Blitzstein’s sanitized adaptation is the best known version of the song in the English-speaking world, and undoubtedly the one you’ve heard. Louis Armstrong popularized it worldwide in 1955 with an amazing jazz beat. Bobby Darin’s 1958 recording was #1 on the Billboard charts for many weeks and won a Grammy as best song. It’s been sung as ballad, jazz, and rock by many of the greats, including Ella Fitzgerald and Rosemary Clooney.

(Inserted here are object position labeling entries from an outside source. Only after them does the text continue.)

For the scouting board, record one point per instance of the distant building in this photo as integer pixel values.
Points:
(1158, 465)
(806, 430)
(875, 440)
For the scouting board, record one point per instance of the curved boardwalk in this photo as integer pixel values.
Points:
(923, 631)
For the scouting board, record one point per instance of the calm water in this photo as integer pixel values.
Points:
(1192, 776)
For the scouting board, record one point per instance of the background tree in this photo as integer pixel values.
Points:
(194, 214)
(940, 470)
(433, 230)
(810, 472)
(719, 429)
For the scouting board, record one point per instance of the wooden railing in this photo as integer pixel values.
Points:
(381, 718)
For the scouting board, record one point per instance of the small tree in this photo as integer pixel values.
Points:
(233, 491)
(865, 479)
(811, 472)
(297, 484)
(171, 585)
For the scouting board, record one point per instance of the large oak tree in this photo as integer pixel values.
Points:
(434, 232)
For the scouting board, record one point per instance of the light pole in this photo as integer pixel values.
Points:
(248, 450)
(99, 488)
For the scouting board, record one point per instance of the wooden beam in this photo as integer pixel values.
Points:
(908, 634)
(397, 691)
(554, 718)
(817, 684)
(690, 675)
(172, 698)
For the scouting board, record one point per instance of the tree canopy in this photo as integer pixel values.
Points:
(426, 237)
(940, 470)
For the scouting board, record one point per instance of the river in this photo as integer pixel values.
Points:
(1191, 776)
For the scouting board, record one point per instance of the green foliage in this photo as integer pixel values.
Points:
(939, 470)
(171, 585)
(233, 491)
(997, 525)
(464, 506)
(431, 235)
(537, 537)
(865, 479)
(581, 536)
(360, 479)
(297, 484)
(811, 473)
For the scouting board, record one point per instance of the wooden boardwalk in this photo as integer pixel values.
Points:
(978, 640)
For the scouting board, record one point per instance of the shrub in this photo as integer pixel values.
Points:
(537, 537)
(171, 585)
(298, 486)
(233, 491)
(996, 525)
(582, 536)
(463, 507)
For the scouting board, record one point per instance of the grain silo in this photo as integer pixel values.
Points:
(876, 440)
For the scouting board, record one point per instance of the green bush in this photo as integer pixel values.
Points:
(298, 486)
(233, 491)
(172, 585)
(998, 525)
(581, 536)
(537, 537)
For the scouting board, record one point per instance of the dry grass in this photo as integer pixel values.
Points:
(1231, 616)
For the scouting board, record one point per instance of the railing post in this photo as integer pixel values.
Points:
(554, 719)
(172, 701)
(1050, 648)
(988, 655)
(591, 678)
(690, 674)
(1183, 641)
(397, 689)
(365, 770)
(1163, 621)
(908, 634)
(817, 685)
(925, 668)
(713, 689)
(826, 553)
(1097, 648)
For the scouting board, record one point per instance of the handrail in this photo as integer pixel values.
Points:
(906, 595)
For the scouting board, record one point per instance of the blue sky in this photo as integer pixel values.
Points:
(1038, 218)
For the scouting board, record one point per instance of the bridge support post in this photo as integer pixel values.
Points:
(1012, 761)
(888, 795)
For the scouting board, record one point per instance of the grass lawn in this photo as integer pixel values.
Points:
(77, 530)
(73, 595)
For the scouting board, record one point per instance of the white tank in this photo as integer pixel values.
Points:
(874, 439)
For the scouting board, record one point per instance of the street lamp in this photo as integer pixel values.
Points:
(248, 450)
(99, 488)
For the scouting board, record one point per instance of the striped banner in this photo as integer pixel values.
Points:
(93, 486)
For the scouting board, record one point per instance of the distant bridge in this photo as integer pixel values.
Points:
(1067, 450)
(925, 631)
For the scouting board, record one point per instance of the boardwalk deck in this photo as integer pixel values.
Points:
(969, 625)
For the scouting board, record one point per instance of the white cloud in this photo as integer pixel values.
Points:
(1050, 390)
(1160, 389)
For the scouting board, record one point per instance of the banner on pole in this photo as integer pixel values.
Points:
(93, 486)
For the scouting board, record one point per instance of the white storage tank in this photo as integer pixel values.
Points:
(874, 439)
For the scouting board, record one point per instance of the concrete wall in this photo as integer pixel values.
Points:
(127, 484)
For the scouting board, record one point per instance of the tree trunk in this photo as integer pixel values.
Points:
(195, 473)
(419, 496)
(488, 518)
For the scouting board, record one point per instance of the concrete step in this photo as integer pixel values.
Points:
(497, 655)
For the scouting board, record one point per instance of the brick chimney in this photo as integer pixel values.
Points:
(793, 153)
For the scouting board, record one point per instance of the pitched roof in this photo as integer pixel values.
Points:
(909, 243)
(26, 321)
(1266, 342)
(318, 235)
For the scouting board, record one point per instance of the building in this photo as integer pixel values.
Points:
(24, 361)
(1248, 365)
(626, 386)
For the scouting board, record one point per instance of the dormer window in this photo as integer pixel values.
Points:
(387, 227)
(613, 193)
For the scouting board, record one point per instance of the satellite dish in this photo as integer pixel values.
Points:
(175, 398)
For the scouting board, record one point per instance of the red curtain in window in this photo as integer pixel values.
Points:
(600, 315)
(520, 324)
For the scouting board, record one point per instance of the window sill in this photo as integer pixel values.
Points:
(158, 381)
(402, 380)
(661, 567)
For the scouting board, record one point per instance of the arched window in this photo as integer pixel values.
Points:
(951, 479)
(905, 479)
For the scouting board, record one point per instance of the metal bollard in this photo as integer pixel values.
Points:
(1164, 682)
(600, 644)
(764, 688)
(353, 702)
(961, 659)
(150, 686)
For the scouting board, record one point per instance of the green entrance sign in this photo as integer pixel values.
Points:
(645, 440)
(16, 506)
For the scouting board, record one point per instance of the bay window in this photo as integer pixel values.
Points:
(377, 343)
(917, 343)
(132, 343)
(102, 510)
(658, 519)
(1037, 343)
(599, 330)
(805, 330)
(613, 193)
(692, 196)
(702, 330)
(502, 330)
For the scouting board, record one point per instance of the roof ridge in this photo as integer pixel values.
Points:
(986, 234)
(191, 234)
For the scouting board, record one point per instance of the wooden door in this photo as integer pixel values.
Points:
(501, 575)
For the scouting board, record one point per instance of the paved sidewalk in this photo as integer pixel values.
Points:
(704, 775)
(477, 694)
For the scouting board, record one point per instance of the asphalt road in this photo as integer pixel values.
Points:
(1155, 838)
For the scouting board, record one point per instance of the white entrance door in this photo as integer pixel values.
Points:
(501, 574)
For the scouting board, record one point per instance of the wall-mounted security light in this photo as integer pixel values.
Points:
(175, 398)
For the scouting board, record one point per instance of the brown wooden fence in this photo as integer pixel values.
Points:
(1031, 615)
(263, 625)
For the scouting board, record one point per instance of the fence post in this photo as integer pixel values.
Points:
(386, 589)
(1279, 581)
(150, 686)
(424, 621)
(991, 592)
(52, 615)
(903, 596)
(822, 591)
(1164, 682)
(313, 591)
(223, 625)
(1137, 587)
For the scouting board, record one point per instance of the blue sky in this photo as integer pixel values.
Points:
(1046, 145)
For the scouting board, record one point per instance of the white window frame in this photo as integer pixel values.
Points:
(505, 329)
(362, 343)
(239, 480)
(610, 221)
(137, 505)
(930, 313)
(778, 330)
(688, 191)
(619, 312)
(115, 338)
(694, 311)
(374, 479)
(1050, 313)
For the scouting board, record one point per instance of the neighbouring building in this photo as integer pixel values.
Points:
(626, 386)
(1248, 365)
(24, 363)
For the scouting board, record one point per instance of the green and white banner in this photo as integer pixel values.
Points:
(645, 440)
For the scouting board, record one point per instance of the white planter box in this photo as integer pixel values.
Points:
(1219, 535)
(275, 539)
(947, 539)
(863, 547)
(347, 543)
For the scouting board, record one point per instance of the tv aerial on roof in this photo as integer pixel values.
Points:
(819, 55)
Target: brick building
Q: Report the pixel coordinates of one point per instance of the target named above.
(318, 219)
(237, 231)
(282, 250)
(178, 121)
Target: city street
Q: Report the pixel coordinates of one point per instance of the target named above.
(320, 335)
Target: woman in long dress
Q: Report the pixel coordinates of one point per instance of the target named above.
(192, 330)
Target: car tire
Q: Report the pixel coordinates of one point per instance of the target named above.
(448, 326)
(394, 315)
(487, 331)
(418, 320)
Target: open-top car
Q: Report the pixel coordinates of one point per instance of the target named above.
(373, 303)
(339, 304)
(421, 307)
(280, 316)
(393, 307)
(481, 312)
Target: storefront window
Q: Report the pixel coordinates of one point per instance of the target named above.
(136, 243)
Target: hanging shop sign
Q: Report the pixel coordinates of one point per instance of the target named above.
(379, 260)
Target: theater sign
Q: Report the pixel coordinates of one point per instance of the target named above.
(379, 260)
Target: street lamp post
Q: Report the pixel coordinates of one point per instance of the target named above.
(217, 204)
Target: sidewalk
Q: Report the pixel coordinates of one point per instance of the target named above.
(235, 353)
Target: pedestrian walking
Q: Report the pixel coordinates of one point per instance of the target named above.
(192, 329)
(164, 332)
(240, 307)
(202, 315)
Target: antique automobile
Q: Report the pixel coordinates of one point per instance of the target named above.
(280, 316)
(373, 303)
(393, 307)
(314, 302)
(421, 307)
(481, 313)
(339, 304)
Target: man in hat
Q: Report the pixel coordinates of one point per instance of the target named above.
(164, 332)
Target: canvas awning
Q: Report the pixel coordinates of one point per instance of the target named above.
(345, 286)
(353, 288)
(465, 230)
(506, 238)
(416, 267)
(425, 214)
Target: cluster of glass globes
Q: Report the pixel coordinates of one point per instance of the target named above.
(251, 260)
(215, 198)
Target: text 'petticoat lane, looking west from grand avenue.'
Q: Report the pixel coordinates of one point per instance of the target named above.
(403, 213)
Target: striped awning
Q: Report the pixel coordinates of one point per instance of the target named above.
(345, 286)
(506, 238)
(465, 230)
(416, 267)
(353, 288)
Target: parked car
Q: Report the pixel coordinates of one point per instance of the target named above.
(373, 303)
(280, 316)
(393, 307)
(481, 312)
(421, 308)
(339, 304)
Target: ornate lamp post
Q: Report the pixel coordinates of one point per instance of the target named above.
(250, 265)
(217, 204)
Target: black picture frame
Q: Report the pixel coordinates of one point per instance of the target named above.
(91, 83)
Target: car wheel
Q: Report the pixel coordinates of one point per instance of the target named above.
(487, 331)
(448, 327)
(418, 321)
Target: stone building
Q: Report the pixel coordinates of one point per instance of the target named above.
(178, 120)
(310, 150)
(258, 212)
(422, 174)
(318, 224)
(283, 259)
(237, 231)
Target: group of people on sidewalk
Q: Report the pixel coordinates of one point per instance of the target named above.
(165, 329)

In the 1970s, Joseph Papp commissioned Ralph Manheim and John Willett to do an adaptation/translation that would be “more faithful” to Brecht. So, if you were surprised at the notion of arson and rape, here’s Willett’s translation of the last two stanzas, omitted from the Blitzstein version:
And the ghastly fire in Soho, Seven children at a go- In the crowd stands Mack the knife, but He’s not asked and doesn’t know. And the child bride in her nightie, Whose assailant’s still at large Violated in her slumbers- Mackie how much did you charge?
Having hit the heights with Louis Armstrong, it’s only fair that we also recount the depths reached in the 1980s with the McDonald’s TV jingle, “Mac Tonight.” Selling Big Macs – how have the mighty fallen.
Got a question, Harmon Everett? Get behind old Lucy Brown. Oh the line forms on the right, dear Now that Cecil’s back in town.